As the poor-man’s way to enter Breitling in the late 60’s (these cost $120 in the late 60’s on leather strap and another $15 for an NSA bracelet), it seems that the Breitling Sprint 2010 went largely ignored by most collectors up until a couple years ago and that’s a bit odd. The Sprint possesses a rather beefy case of 38mm, has a lug-to-lug distance of 48mm and wears a 19mm strap. These are modern numbers and with a bezel that brings the case diameter to a nearly even 40mm, it’s extremely wearable. Plus, the thickness of this chrono comes to a relatively slender 12.5mm and that makes it extremely wearable.
Coming back to the dial on the Breitling Sprint 2010, I find it very unique amongst my collection and it belongs in the experimental category along with oddities like the Bulova “Surfboard” dial chronograph. Yes, there were some strange substances floating around in the late 60’s indeed! On this example, you can see that the dial has taken on some patina and most of the lume has aged to black.
Perhaps it was moisture, but I’d simply chalk this watch up to receiving serious use. Amazingly, most of the lume pips still exist outside of the applied markers and the red central hand and dial features show brightly. Yes, there’s a decent amount going on here, but it all comes together nicely. The bezel, on the other hand has faded well into the territory of what Rolex people term as “ghost” and that just adds to the well-used look. By the way, if this were a Rolex bezel, it would be seriously desirable. On a Breitling, it’s just faded.
The Breitling Sprint 2010 is fitted with typical pump pushers and a signed crown that actually strikes me as a bit too small. The latter detail is odd as Breitling sure seemed to like a variety of crown sizes and I have no idea why they chose this flavor. The case reminds me a little of the Wakmann Big Boy we’ve reviewed and also of the compressor case Heuer Autavias. All of this is fine, but in what was likely a concession to cost, it lacks the finery such as chamfers that I’ve come to enjoy on other Breitling models of the era.
I purchased this watch from Andreas at Localtime some time within the past couple years. It was priced fairly, but even then it had started to climb well over the historic sub-$1000 levels I took for granted. I knew that the watch needed some fairly serious work, but thankfully the Valjoux 7733 is a relatively easy movement in terms of parts. Today, as mentioned, a decent Breitling Sprint 2010 starts at around $3,000 and I’ve seen prices as high as $5,000. They’re not uncommon, but during the vintage watch run-up, they’ve become more desirable like most things. Still, I’d hold out for a fairly priced example. Pitfalls to avoid are those with missing bezels, pushers or incorrect hands. Parts do show up but it’s becoming infrequent.

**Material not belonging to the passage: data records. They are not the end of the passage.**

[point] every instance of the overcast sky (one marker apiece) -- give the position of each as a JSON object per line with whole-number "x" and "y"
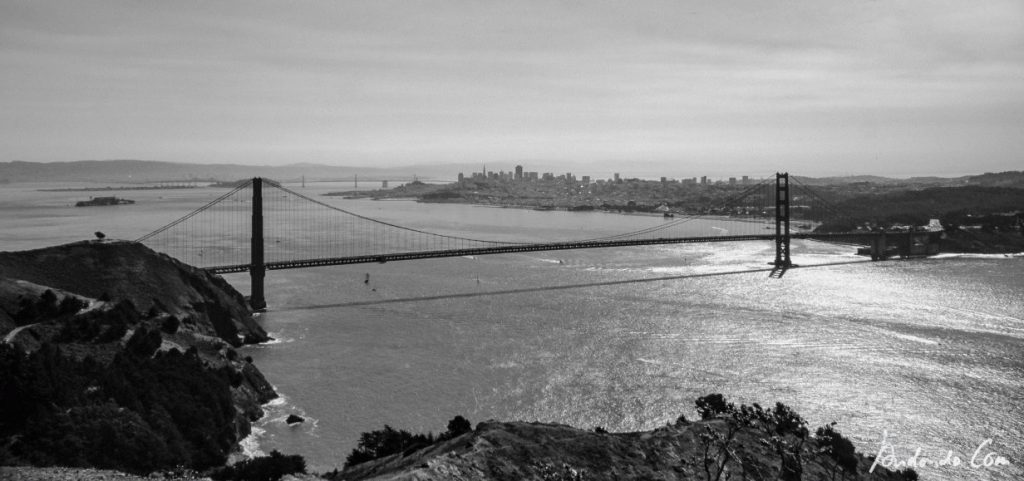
{"x": 682, "y": 87}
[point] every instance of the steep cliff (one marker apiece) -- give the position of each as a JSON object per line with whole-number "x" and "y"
{"x": 123, "y": 270}
{"x": 126, "y": 350}
{"x": 705, "y": 449}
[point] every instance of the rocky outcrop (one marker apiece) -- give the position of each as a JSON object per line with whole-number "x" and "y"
{"x": 548, "y": 451}
{"x": 123, "y": 270}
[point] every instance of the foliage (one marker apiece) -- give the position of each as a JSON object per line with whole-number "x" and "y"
{"x": 549, "y": 472}
{"x": 838, "y": 448}
{"x": 387, "y": 441}
{"x": 138, "y": 413}
{"x": 269, "y": 468}
{"x": 458, "y": 426}
{"x": 712, "y": 405}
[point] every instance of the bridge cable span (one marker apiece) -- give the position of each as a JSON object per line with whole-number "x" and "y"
{"x": 340, "y": 210}
{"x": 730, "y": 202}
{"x": 194, "y": 213}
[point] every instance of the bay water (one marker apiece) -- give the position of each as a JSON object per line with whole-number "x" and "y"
{"x": 923, "y": 354}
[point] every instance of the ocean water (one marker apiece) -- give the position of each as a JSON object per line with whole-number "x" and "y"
{"x": 927, "y": 353}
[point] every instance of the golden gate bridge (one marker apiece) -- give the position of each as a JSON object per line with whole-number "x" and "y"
{"x": 262, "y": 225}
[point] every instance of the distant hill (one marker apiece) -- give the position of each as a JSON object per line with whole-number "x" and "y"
{"x": 1000, "y": 179}
{"x": 129, "y": 171}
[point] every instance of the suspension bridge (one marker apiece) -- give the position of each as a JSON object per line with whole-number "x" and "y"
{"x": 262, "y": 225}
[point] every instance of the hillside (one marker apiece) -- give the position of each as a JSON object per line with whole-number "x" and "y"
{"x": 123, "y": 270}
{"x": 728, "y": 442}
{"x": 130, "y": 171}
{"x": 114, "y": 356}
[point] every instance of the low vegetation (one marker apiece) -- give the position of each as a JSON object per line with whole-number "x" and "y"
{"x": 270, "y": 468}
{"x": 387, "y": 441}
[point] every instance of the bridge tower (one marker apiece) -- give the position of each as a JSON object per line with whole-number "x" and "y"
{"x": 782, "y": 220}
{"x": 257, "y": 269}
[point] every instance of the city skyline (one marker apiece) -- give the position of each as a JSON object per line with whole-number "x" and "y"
{"x": 820, "y": 88}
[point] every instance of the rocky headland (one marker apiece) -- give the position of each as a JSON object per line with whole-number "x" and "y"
{"x": 727, "y": 442}
{"x": 116, "y": 356}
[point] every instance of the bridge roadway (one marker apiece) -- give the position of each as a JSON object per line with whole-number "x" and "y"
{"x": 518, "y": 248}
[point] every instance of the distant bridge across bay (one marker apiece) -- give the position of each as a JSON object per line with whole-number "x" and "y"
{"x": 286, "y": 229}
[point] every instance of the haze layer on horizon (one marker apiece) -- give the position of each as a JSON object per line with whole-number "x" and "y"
{"x": 685, "y": 88}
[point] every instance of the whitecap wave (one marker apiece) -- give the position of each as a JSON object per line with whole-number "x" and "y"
{"x": 250, "y": 445}
{"x": 977, "y": 256}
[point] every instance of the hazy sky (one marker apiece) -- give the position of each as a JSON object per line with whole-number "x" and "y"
{"x": 683, "y": 87}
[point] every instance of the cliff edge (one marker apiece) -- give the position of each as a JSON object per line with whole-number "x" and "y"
{"x": 115, "y": 356}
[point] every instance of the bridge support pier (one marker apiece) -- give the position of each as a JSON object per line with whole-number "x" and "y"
{"x": 879, "y": 248}
{"x": 782, "y": 259}
{"x": 257, "y": 269}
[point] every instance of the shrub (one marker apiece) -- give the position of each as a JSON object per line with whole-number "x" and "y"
{"x": 839, "y": 448}
{"x": 170, "y": 324}
{"x": 712, "y": 405}
{"x": 387, "y": 441}
{"x": 269, "y": 468}
{"x": 457, "y": 426}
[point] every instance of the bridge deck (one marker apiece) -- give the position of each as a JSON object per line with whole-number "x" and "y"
{"x": 520, "y": 248}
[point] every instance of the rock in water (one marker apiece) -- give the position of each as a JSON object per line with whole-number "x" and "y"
{"x": 130, "y": 270}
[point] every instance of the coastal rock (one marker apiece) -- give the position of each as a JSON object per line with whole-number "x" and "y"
{"x": 497, "y": 450}
{"x": 94, "y": 303}
{"x": 124, "y": 270}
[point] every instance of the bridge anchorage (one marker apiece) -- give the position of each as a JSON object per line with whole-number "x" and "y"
{"x": 286, "y": 229}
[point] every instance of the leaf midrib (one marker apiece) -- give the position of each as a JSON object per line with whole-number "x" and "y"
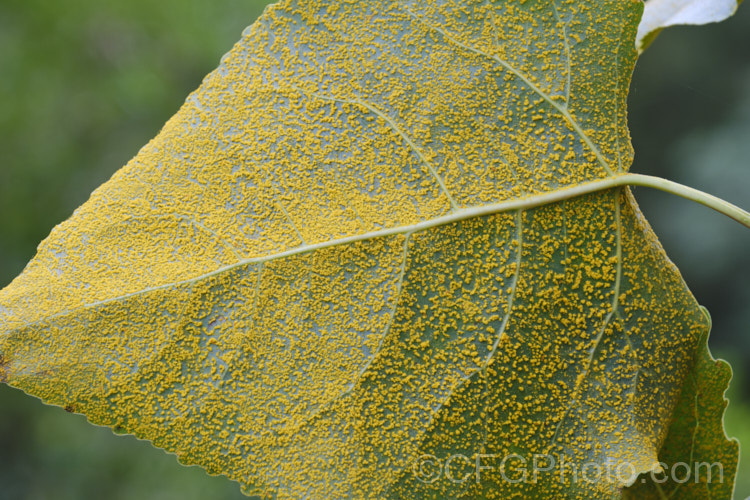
{"x": 524, "y": 203}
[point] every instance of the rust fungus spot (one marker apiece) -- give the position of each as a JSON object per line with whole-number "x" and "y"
{"x": 4, "y": 369}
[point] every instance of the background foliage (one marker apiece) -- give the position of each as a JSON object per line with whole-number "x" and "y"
{"x": 83, "y": 85}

The Breitling Sprint 2010 is certainly one of the brand’s most popular historic models, but even today, it’s a great way to get into a well-known marque for a fair price. As mentioned, the watches wear very well, contain a robust and easy to service movement, and they even stand out in a crowd. Who knows what Breitling will bring us over the next year or two, but let’s hope for an entry level vintage-inspired piece like the Sprint.